I believe that an investor’s greatest chance to succeed in investing is through buying and holding index funds.
An index is a group of securities (stocks or bonds), which combined, represent a defined market. For example, the S&P 500 is a group of stocks that represent the 500 largest public companies in the U.S.
An index investor owns stocks AND bonds to match their predetermined risk tolerance. A general rule for retirement saving is that an index investor holds their current age in bonds and the rest in stocks.
An investor should plan to buy and hold each index. There is no need to enter in and out of the market because the investor has faith in the long term returns of the indexes they hold.
An index investor understands what they can and can’t control. By concentrating on variables that can be controlled, rather than what can’t be controlled (i.e., short-term returns), index investors increase their chance of success.

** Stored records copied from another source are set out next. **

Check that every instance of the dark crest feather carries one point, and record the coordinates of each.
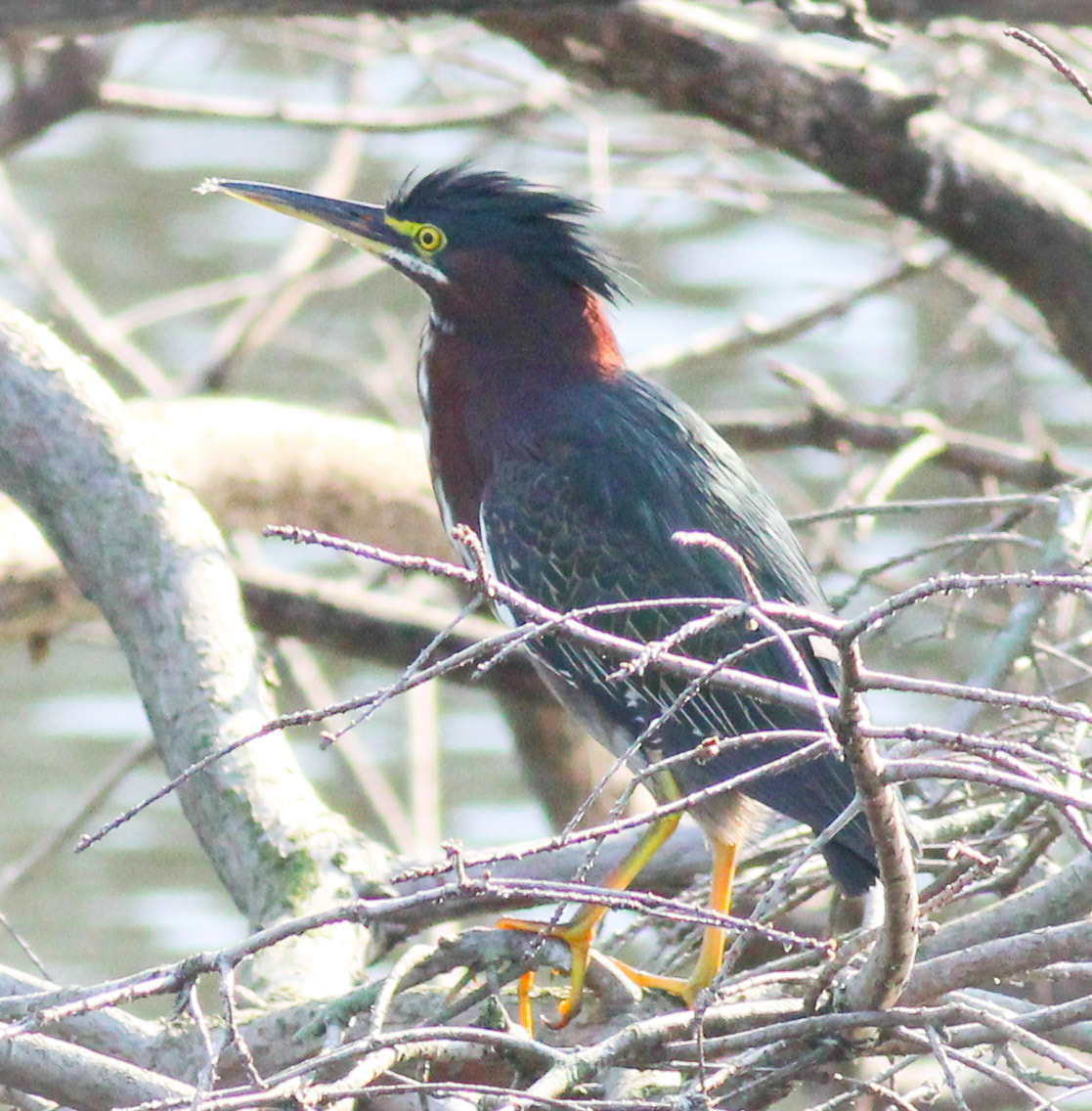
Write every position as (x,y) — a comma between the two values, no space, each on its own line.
(488,207)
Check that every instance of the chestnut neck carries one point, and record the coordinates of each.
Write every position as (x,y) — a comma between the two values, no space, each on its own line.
(496,366)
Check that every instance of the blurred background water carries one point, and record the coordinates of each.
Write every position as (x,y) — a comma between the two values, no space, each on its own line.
(711,231)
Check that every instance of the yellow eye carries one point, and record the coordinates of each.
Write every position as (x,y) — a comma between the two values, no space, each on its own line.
(429,238)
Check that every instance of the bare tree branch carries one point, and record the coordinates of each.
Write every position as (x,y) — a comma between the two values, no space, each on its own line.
(152,558)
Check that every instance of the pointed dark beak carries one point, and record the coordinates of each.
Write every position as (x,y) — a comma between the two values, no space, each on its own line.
(365,226)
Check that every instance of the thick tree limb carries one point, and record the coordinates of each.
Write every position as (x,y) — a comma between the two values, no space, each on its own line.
(97,17)
(861,128)
(145,552)
(79,1078)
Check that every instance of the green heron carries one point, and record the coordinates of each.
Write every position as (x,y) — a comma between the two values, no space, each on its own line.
(578,474)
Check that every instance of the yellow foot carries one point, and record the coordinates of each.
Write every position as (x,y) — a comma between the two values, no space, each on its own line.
(578,938)
(686,990)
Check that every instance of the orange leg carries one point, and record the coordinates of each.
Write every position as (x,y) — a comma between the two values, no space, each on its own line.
(580,932)
(712,942)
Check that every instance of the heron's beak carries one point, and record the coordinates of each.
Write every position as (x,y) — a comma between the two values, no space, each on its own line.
(365,226)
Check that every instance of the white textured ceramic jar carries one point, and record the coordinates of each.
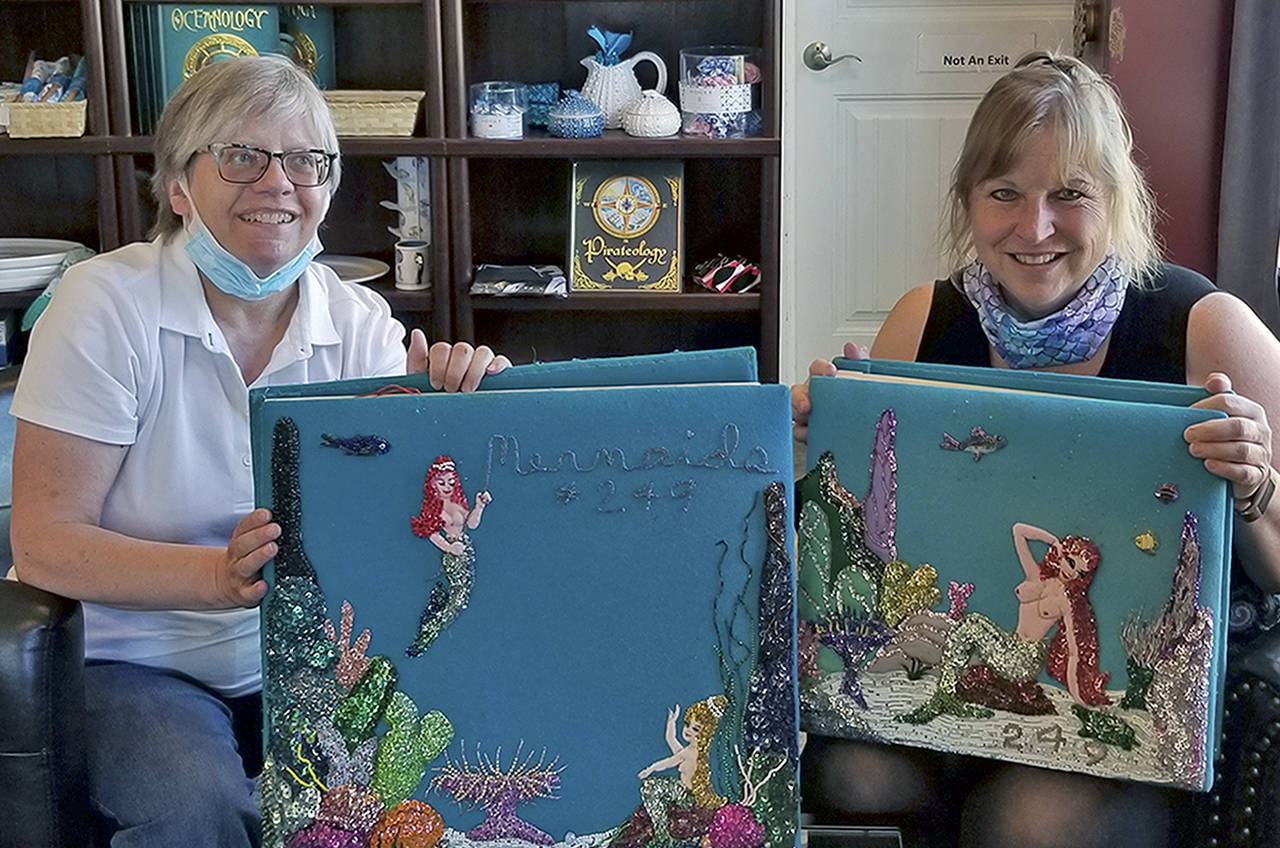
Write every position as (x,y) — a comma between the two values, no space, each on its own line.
(650,115)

Variables that an index investor can control include:
- Asset Allocation – Owning a mixture of stocks vs. bonds.
- Diversification - Owning stocks and bonds across different asset classes. For example, domestic and international stocks.
- Taxes - Minimizing taxes by investing in tax advantaged accounts and investing tax efficiently outside of tax advantaged accounts.
- Fees – Minimizing fees through the selection of funds with low expense ratios.
The principles outlined above, give an investor the greatest chance of reaching their goals.